Fig 1.
Phthoxazolin A production in the S. avermitilis progeny.
(A) Chemical structure of phthoxazolin A. (B) HPLC chromatograms of MeOH extracts from S. avermitilis KA-320 (top), S. avermitilis SUKA22 (middle), and S. avermitilis K139 (bottom). mAU, milliabsorbance units at 275 nm. Phthoxazolin A was detected at a retention time of 33.9 min, and is indicated by an inverted triangle.
Fig 2.
Genetic organization of the phthoxazolin A biosynthetic gene cluster.
Arrows indicate the direction of transcription and relative gene size. ORFs predicted to participate in phthoxazolin A biosynthesis are shaded. The proposed functions of individual ORFs are indicated here and summarized in Table 1.
Table 1.
Deduced functions of ORFs in the phthoxazolin A biosynthetic gene cluster.
Fig 3.
Phthoxazolin A production in the avaR3/ptxA double mutant.

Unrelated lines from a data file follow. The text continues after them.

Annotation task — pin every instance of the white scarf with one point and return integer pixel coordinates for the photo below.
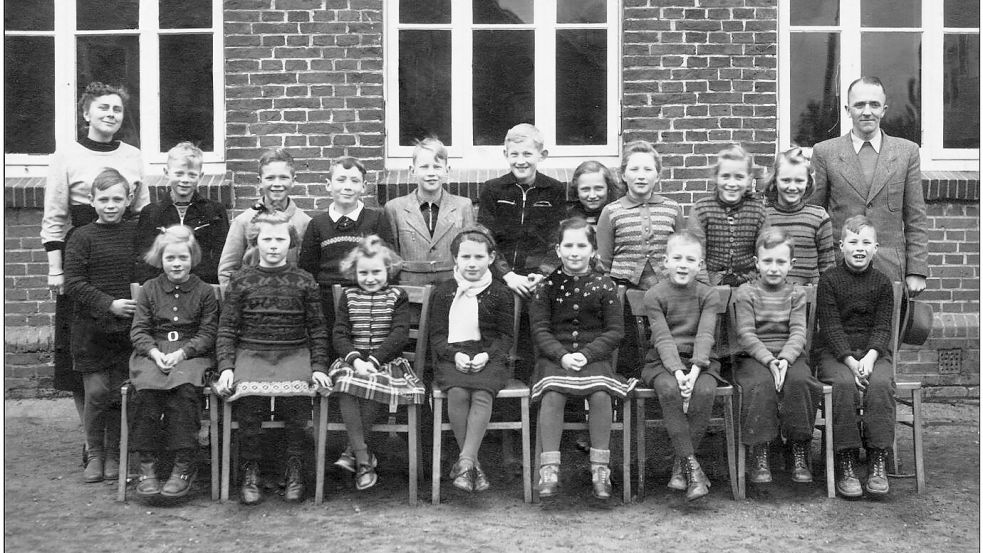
(462, 321)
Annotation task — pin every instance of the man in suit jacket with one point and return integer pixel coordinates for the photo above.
(867, 172)
(425, 221)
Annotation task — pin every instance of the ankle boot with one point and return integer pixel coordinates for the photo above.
(250, 492)
(182, 475)
(877, 471)
(147, 483)
(848, 485)
(93, 467)
(800, 462)
(697, 482)
(678, 479)
(761, 469)
(600, 472)
(294, 490)
(549, 473)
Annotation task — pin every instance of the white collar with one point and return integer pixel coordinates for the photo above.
(335, 214)
(875, 142)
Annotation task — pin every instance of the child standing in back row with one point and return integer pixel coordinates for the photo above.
(470, 337)
(680, 364)
(789, 186)
(729, 221)
(99, 263)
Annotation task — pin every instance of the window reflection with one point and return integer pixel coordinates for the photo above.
(815, 102)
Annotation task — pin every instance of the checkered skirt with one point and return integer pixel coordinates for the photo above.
(394, 384)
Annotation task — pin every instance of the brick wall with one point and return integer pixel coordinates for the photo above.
(305, 75)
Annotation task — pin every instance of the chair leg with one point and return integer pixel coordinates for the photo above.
(321, 444)
(626, 450)
(916, 410)
(640, 444)
(731, 446)
(438, 415)
(124, 446)
(526, 468)
(226, 443)
(828, 431)
(214, 445)
(413, 412)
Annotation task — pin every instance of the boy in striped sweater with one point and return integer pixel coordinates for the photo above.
(778, 391)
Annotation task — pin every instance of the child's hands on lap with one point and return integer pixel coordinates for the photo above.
(224, 383)
(123, 307)
(462, 361)
(363, 368)
(573, 361)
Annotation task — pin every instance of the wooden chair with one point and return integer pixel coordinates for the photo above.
(824, 418)
(211, 409)
(914, 388)
(624, 426)
(418, 296)
(635, 299)
(514, 390)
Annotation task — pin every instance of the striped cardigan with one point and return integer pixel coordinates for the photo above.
(810, 229)
(622, 249)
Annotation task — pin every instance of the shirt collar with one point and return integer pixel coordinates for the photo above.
(875, 142)
(354, 215)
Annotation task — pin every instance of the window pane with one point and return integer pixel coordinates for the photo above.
(96, 15)
(894, 57)
(504, 86)
(581, 86)
(28, 15)
(185, 14)
(424, 86)
(815, 12)
(962, 13)
(891, 13)
(581, 11)
(503, 11)
(112, 60)
(815, 101)
(961, 92)
(28, 95)
(424, 11)
(186, 110)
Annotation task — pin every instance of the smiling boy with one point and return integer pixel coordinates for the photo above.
(854, 309)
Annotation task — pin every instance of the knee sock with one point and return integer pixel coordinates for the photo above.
(478, 417)
(600, 421)
(551, 420)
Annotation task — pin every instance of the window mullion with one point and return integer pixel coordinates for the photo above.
(149, 81)
(545, 69)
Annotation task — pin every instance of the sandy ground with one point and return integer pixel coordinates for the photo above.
(48, 508)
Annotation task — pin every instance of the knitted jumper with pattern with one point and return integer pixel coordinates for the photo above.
(810, 229)
(623, 245)
(771, 322)
(729, 232)
(272, 309)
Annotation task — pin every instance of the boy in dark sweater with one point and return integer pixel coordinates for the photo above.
(853, 347)
(184, 206)
(99, 261)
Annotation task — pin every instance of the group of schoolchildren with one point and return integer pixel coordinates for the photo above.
(281, 331)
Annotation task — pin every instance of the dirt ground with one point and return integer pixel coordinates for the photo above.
(48, 508)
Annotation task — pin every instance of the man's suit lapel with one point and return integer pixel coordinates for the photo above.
(850, 166)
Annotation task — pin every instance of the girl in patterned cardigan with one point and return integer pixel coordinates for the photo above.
(729, 221)
(370, 330)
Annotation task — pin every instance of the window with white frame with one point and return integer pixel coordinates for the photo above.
(165, 52)
(467, 71)
(926, 52)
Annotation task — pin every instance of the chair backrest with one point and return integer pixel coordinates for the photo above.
(419, 301)
(636, 300)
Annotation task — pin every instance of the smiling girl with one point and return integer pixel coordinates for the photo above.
(789, 186)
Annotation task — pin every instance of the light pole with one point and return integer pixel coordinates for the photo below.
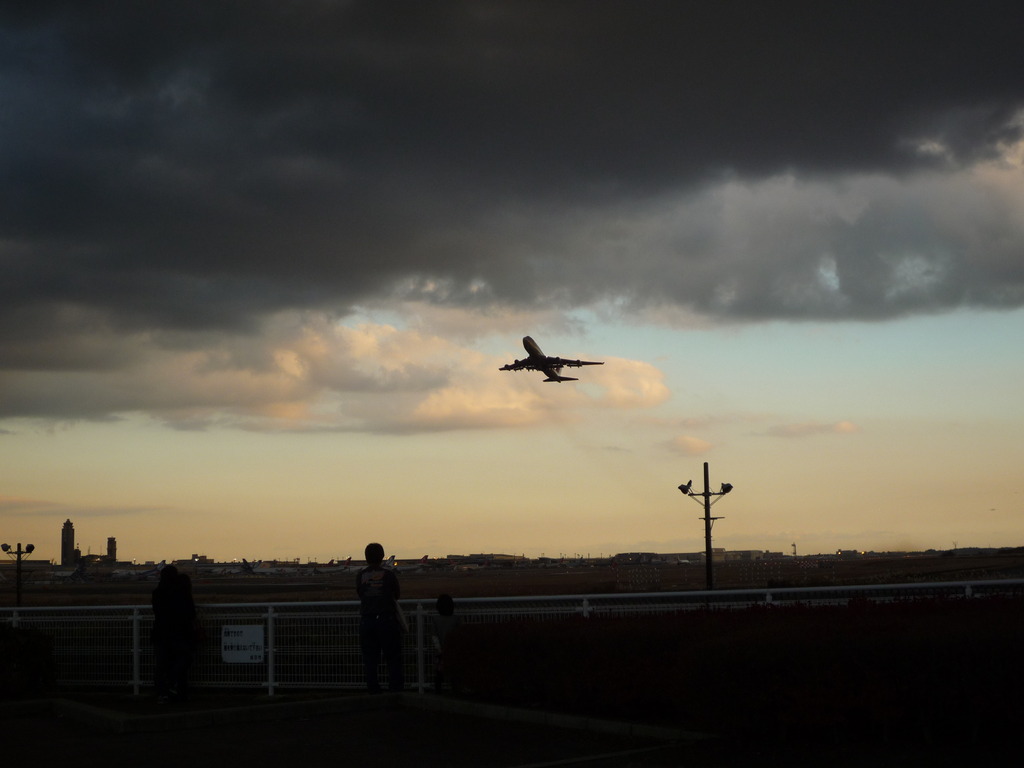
(17, 554)
(710, 497)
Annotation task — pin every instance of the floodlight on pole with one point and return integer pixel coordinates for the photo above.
(710, 497)
(17, 554)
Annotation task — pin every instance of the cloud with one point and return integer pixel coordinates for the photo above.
(178, 180)
(808, 429)
(689, 445)
(310, 373)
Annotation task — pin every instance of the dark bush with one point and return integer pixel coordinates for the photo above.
(924, 669)
(26, 663)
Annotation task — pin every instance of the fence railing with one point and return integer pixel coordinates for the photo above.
(315, 645)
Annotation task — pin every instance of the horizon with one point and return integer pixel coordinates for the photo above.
(259, 279)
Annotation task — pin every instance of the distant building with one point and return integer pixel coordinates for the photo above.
(68, 555)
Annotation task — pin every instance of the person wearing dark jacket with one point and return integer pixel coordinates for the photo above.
(380, 630)
(173, 634)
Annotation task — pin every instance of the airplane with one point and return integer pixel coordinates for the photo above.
(410, 566)
(538, 360)
(338, 567)
(139, 573)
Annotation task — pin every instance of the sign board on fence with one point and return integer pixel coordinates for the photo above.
(242, 643)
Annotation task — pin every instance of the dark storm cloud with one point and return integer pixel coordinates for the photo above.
(201, 165)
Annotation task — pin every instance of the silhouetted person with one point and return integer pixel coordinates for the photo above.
(184, 650)
(173, 628)
(380, 630)
(443, 623)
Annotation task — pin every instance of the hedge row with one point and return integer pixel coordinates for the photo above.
(913, 669)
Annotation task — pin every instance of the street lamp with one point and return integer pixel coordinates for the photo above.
(710, 497)
(17, 554)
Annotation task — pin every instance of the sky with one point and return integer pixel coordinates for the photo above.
(260, 263)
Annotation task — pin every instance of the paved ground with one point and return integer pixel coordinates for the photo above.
(111, 730)
(353, 730)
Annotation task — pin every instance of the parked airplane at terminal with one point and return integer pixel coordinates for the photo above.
(538, 360)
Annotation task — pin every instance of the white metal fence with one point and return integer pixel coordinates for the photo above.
(315, 644)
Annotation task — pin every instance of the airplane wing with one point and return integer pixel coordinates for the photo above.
(519, 366)
(559, 363)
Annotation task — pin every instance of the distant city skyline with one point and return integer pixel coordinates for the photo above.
(257, 281)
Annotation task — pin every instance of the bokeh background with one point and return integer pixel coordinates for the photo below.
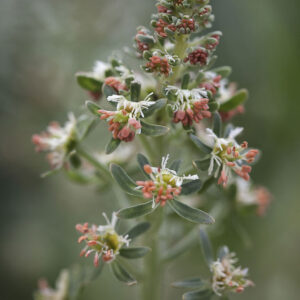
(44, 42)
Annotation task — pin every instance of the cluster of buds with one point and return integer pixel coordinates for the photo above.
(190, 105)
(57, 141)
(212, 82)
(247, 195)
(124, 122)
(103, 241)
(227, 277)
(228, 155)
(198, 56)
(164, 184)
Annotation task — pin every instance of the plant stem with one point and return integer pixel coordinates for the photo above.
(153, 281)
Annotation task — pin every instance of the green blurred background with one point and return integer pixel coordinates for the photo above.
(43, 43)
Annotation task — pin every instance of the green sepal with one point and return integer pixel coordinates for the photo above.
(224, 71)
(136, 210)
(239, 98)
(191, 187)
(203, 147)
(92, 107)
(112, 145)
(122, 274)
(87, 82)
(135, 91)
(137, 230)
(153, 130)
(189, 213)
(134, 252)
(158, 105)
(189, 283)
(125, 182)
(206, 247)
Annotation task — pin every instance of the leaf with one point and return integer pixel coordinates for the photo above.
(157, 105)
(223, 251)
(185, 81)
(217, 124)
(121, 273)
(135, 90)
(136, 210)
(203, 147)
(112, 145)
(153, 130)
(142, 161)
(134, 252)
(92, 107)
(189, 213)
(202, 164)
(175, 165)
(191, 187)
(138, 230)
(224, 71)
(206, 247)
(239, 98)
(87, 82)
(122, 178)
(198, 295)
(189, 283)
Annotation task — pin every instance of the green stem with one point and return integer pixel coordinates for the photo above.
(153, 281)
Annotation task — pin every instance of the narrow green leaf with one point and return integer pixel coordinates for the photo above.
(185, 81)
(158, 105)
(198, 295)
(153, 130)
(175, 165)
(189, 213)
(217, 124)
(142, 161)
(122, 178)
(224, 71)
(202, 164)
(134, 252)
(203, 147)
(138, 230)
(92, 107)
(223, 251)
(87, 82)
(121, 273)
(239, 98)
(112, 145)
(136, 211)
(191, 187)
(206, 247)
(189, 283)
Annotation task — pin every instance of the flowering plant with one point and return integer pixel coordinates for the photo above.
(178, 106)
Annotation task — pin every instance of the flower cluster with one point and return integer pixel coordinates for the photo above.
(103, 241)
(57, 141)
(227, 277)
(190, 105)
(124, 122)
(228, 155)
(164, 184)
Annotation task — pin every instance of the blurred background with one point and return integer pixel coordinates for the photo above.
(43, 43)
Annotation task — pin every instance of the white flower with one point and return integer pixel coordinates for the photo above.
(99, 70)
(185, 98)
(228, 277)
(134, 109)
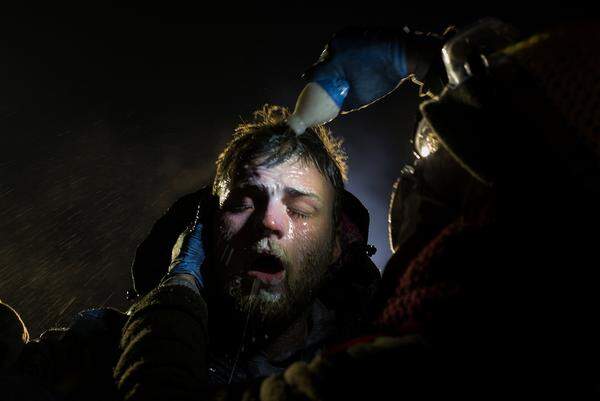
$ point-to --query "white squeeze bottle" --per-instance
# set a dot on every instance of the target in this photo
(318, 103)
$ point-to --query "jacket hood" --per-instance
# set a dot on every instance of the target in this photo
(355, 278)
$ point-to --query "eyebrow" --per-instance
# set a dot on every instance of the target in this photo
(289, 191)
(296, 193)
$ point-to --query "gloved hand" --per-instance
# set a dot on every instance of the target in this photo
(360, 66)
(188, 255)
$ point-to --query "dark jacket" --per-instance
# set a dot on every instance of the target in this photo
(162, 342)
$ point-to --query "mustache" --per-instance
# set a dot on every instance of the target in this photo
(268, 247)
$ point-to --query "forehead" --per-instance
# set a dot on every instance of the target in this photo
(295, 174)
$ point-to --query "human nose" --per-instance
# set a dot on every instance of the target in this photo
(275, 221)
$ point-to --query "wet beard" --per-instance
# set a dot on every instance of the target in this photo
(269, 312)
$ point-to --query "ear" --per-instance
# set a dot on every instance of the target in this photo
(337, 247)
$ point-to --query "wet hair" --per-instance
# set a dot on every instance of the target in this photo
(268, 141)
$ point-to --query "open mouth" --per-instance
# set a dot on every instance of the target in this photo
(267, 268)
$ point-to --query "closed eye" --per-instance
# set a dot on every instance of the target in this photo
(295, 213)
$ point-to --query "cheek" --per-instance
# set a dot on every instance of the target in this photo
(308, 235)
(232, 223)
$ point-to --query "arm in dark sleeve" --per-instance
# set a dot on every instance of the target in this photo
(163, 347)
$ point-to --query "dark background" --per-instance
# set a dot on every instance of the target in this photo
(109, 116)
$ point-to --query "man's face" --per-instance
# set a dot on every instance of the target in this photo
(275, 230)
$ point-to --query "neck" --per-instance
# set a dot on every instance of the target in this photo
(275, 344)
(291, 339)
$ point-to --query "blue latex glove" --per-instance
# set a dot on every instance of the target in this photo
(360, 66)
(188, 255)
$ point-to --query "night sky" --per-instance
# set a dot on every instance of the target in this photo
(105, 121)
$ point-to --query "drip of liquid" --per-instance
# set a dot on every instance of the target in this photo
(249, 311)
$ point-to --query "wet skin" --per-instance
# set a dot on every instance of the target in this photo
(276, 226)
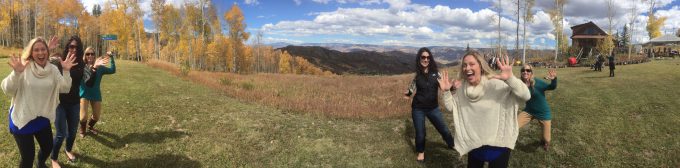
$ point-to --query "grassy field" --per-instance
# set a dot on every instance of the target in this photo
(151, 118)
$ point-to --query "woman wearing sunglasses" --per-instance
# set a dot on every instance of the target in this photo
(484, 107)
(425, 102)
(537, 107)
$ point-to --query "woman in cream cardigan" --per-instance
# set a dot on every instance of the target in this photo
(34, 86)
(484, 107)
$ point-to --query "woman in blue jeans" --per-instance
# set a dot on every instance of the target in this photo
(425, 102)
(34, 86)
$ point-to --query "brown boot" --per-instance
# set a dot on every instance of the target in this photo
(91, 126)
(82, 128)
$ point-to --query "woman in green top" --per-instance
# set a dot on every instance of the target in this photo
(537, 107)
(90, 92)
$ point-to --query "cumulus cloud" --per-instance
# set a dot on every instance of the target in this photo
(251, 2)
(413, 24)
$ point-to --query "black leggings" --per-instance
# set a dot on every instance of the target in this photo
(27, 147)
(500, 162)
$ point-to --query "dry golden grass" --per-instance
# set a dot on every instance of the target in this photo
(345, 96)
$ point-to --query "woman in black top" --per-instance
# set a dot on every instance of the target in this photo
(425, 102)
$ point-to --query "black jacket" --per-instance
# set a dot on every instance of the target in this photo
(427, 88)
(73, 96)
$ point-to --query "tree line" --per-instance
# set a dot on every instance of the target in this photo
(191, 35)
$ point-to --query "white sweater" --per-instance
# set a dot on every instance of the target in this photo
(486, 114)
(35, 92)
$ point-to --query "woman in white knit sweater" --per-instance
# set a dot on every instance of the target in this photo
(484, 107)
(34, 86)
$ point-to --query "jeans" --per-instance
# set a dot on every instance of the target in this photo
(436, 118)
(66, 124)
(500, 162)
(27, 147)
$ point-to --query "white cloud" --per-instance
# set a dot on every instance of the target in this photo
(251, 2)
(413, 24)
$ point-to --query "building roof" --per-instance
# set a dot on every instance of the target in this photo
(587, 30)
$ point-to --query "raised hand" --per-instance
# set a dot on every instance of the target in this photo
(552, 74)
(505, 65)
(17, 64)
(53, 43)
(69, 62)
(444, 83)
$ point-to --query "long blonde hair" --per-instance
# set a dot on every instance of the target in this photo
(485, 68)
(28, 50)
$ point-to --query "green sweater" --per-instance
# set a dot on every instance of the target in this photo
(537, 106)
(91, 91)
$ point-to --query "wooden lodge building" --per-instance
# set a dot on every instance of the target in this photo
(585, 37)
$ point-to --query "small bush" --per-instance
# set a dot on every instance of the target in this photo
(185, 68)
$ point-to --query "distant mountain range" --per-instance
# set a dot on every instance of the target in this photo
(443, 54)
(357, 61)
(374, 59)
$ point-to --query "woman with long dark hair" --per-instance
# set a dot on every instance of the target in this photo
(425, 102)
(68, 110)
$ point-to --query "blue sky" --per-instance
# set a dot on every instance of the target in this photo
(423, 22)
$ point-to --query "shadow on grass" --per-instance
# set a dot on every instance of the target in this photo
(437, 154)
(118, 142)
(530, 147)
(162, 160)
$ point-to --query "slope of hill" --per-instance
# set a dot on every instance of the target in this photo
(153, 119)
(355, 62)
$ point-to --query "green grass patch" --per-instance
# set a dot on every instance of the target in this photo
(151, 118)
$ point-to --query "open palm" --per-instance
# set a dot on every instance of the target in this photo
(505, 66)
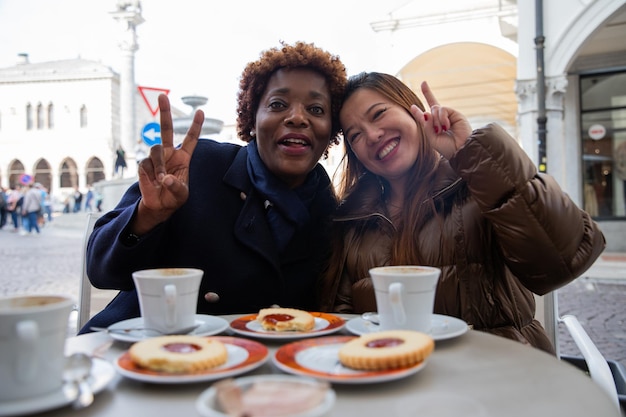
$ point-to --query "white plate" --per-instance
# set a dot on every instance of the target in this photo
(206, 404)
(443, 327)
(243, 356)
(319, 358)
(207, 326)
(102, 373)
(325, 323)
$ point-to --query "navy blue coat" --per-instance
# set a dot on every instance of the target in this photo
(221, 229)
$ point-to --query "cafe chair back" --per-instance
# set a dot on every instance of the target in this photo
(597, 365)
(84, 298)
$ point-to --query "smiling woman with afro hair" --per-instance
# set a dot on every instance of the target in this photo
(256, 74)
(254, 217)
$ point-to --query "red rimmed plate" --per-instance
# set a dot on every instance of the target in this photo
(243, 355)
(319, 358)
(324, 324)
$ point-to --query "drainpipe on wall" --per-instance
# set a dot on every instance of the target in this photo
(550, 301)
(541, 86)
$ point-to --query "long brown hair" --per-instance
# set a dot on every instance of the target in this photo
(417, 206)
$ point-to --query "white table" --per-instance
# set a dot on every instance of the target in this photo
(476, 374)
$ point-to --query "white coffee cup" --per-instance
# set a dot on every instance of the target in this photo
(405, 296)
(168, 297)
(33, 329)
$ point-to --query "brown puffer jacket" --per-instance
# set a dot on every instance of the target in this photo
(505, 232)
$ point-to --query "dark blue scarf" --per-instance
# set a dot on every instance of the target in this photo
(287, 209)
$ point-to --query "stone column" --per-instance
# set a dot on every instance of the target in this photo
(128, 14)
(557, 145)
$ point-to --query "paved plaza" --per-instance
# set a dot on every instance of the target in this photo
(51, 263)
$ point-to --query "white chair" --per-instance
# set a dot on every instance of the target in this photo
(597, 365)
(84, 298)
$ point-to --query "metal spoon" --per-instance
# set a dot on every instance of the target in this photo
(147, 331)
(77, 370)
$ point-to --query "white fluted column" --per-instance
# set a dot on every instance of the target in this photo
(128, 14)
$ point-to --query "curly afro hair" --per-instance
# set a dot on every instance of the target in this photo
(257, 74)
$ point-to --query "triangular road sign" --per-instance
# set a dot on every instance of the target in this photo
(151, 97)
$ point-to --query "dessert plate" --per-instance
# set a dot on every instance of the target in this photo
(102, 372)
(324, 324)
(319, 358)
(243, 355)
(207, 326)
(443, 327)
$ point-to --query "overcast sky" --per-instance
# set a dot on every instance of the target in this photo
(190, 46)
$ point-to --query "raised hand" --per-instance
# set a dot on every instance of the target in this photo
(164, 175)
(445, 128)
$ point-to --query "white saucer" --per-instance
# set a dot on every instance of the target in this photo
(102, 373)
(443, 327)
(207, 326)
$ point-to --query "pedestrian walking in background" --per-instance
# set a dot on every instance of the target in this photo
(78, 199)
(120, 162)
(3, 207)
(89, 200)
(31, 208)
(14, 206)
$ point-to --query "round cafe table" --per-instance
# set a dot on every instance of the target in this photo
(475, 374)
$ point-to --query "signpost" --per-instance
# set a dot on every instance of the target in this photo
(151, 134)
(151, 97)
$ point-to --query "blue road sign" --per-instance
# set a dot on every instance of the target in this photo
(151, 133)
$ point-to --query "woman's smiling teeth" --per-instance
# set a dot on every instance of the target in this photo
(294, 141)
(388, 148)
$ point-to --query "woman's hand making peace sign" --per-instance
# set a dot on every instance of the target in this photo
(164, 174)
(445, 128)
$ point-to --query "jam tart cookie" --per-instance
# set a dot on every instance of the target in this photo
(285, 319)
(385, 350)
(179, 354)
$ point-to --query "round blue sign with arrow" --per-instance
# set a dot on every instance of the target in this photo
(151, 133)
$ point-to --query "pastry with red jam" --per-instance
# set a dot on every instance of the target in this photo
(285, 319)
(386, 350)
(179, 354)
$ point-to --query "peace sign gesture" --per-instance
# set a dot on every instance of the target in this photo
(164, 175)
(445, 128)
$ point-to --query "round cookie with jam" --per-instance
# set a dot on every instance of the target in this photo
(179, 354)
(386, 350)
(285, 319)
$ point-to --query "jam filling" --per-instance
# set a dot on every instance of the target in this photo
(386, 342)
(181, 347)
(275, 318)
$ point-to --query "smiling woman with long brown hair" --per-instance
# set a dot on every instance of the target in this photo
(420, 187)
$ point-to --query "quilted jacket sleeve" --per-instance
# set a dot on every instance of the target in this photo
(546, 239)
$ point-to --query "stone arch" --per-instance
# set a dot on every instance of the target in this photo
(94, 171)
(475, 78)
(566, 48)
(68, 174)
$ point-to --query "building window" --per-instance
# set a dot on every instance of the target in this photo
(603, 133)
(50, 116)
(29, 117)
(95, 171)
(40, 121)
(43, 174)
(69, 174)
(83, 116)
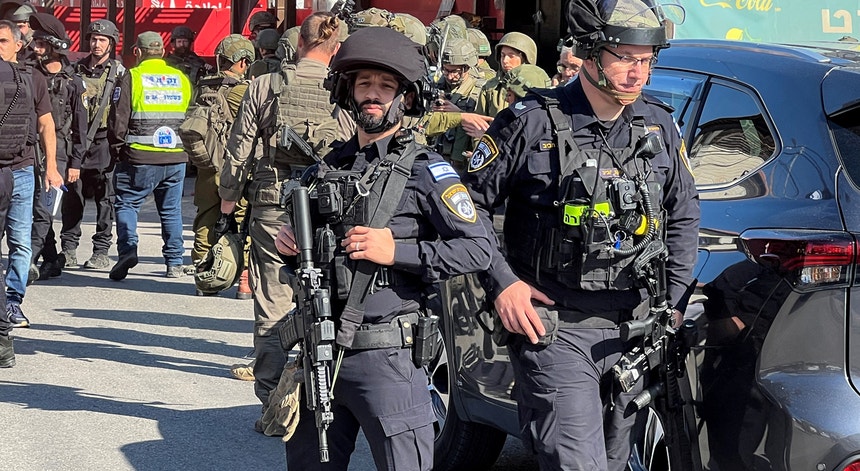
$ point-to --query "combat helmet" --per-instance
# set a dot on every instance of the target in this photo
(182, 32)
(267, 39)
(525, 77)
(103, 28)
(382, 49)
(480, 42)
(632, 22)
(371, 17)
(288, 45)
(223, 264)
(234, 48)
(51, 30)
(520, 42)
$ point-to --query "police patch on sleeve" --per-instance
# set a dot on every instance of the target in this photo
(442, 170)
(485, 152)
(457, 199)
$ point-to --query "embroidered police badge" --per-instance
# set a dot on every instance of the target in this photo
(457, 199)
(485, 152)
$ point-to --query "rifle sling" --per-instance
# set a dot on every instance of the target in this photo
(391, 193)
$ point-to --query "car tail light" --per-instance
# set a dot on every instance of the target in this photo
(807, 259)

(A) Schematic representation of the strategy for the ptxA gene disruption. ΔavaR3, avaR3 mutant; ΔavaR3 ΔptxA, avaR3/ptxA double mutant; ΔavaR3 ΔptxA/ptxA, ptxA-complemented avaR3/ptxA double mutant. (B) PCR analysis to confirm gene-disruption of the ptxA gene and its complementation. With the primer pair ptzA-tFw/ptzA-tRe, a fragment (4,193 bp) containing an intact ptxA gene or a fragment (3,067 bp) containing the mut-loxP-hph-mut-loxP was amplified with PCR. An intact ptxA gene (485 bp) was detected by using the primer pair ptzA-Fw/ptzA-Re. An internal region of aac(3)IV gene (974 bp) was amplified using the primer pair apr-Fw/apr-Re. (C) HPLC chromatograms of MeOH extracts from the avaR3/ptxA double mutant. mAU, milliabsorbance units at 275 nm. Phthoxazolin A is indicated by an inverted triangle.
Fig 4.
Proposed model for phthoxazolin A biosynthesis.
A, adenylation; ACP, acyl carrier protein; AT, acyltransferase; C, condensation; Cyp, cytochrome P450; DH, dehydratase; F, formylation; KS, ketosynthase; KS0, KS lacking His in the HTGTG motif; KR, ketoreductase; MT, methyltransferase; PCP, peptidyl carrier protein. The presumed inactive ACP domain of module 9 is shaded in black.